= 1898 Serbian parliamentary election =

Parliamentary elections were held in Serbia on 23 May 1898 to elect members of the National Assembly. The result was a victory for the Liberal Party, which won 112 of the 194 seats.

==Background==
The parliamentary elections of June 1897 had been boycotted by the Liberal Party, while the Serbian Progressive Party had been dissolved prior to the elections. As a result, the People's Radical Party won all seats in the National Assembly.

The Radical Party's Đorđe Simić remained Prime Minister, but was dismissed by King Alexander I in October 1897 and replaced by Vladan Đorđević.

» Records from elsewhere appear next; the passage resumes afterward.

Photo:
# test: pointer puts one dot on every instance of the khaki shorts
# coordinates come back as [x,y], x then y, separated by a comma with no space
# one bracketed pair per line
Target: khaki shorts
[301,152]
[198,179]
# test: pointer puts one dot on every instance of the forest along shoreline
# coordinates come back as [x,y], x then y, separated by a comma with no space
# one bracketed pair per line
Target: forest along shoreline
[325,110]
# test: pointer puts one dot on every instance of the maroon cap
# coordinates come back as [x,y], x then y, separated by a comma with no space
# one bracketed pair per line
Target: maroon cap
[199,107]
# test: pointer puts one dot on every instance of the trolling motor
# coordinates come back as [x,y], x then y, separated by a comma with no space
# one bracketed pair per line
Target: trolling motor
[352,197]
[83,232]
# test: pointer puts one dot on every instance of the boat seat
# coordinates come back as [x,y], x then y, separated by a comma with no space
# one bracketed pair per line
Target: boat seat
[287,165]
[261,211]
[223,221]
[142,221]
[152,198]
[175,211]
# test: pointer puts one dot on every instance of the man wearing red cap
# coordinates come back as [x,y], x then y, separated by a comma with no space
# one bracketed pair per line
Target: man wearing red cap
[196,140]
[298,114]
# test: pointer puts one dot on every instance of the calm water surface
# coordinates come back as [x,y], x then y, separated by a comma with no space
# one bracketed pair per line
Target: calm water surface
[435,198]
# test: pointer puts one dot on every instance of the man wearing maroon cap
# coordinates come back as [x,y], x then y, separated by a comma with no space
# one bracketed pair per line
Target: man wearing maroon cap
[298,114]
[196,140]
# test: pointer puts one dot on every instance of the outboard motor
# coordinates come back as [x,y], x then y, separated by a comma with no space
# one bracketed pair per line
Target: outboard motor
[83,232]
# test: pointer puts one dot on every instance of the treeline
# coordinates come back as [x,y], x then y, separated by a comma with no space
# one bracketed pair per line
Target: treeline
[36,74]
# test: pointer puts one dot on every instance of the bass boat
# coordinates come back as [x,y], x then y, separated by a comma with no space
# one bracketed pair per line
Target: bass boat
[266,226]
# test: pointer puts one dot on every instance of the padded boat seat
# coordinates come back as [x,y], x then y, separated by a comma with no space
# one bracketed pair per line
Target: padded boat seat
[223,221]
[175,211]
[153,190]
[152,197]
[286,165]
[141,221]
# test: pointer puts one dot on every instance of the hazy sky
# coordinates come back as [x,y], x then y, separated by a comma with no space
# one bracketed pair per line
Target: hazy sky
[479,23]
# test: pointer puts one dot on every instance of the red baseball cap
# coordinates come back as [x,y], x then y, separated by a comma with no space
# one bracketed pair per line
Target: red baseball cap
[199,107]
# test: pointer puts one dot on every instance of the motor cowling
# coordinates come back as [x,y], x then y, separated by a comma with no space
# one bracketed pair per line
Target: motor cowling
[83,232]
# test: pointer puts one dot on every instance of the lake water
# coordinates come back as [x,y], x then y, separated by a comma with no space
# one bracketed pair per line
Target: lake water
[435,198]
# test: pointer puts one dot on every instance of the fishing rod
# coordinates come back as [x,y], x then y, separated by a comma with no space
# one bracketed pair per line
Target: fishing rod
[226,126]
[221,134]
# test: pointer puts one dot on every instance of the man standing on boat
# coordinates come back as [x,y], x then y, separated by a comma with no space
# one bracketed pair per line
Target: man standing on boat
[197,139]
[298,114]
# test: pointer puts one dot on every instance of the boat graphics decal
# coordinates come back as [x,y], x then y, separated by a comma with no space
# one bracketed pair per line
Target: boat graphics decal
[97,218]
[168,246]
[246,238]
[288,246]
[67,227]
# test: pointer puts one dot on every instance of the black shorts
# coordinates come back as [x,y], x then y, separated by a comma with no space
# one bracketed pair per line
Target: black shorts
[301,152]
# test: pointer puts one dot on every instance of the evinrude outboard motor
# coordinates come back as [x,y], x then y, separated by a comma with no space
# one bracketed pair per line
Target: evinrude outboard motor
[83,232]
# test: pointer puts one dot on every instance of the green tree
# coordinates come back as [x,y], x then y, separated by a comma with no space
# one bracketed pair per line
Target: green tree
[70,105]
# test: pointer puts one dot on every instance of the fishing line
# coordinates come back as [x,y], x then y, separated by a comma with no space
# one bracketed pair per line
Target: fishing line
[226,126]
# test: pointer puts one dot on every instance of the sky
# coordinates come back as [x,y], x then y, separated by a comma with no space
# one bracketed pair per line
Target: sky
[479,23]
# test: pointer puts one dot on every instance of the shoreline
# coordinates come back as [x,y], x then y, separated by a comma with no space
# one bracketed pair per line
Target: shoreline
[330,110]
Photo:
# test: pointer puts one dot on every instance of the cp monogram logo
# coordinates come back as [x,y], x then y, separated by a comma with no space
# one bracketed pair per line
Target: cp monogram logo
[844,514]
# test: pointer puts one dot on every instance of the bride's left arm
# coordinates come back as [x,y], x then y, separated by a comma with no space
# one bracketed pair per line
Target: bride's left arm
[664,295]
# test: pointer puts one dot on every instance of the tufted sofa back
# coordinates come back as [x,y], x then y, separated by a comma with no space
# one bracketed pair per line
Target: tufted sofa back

On 14 March 1898 the Assembly was dissolved, with the intention of holding new elections. A decree was issued on 18 April setting the election date as 23 May. 194 members were elected, up to 65 additional members appointed.

==Campaign==
The Liberal Party contested the elections in an alliance with the Serbian Progressive Party, while the People's Radical Party ran alone after failing to agree any alliances.

==Results==
Amidst manipulation by the police, the Liberal Party won a majority of the seats. The Progressives finished second, while the People's Radical Party won only one seat. The appointed members were largely supporters of the Liberal Party.

| Party |  | Seats |
|  | Liberal Party | 112 |
|  | Serbian Progressive Party | 62 |
|  | People's Radical Party | 1 |
|  | Independents | 19 |
| Total |  | 194 |
Source: Hoare

==Aftermath==
Sima Nestorović was appointed president of the National Assembly and Dragomir Rajović as vice president. Vladan Đorđević remained Prime Minister.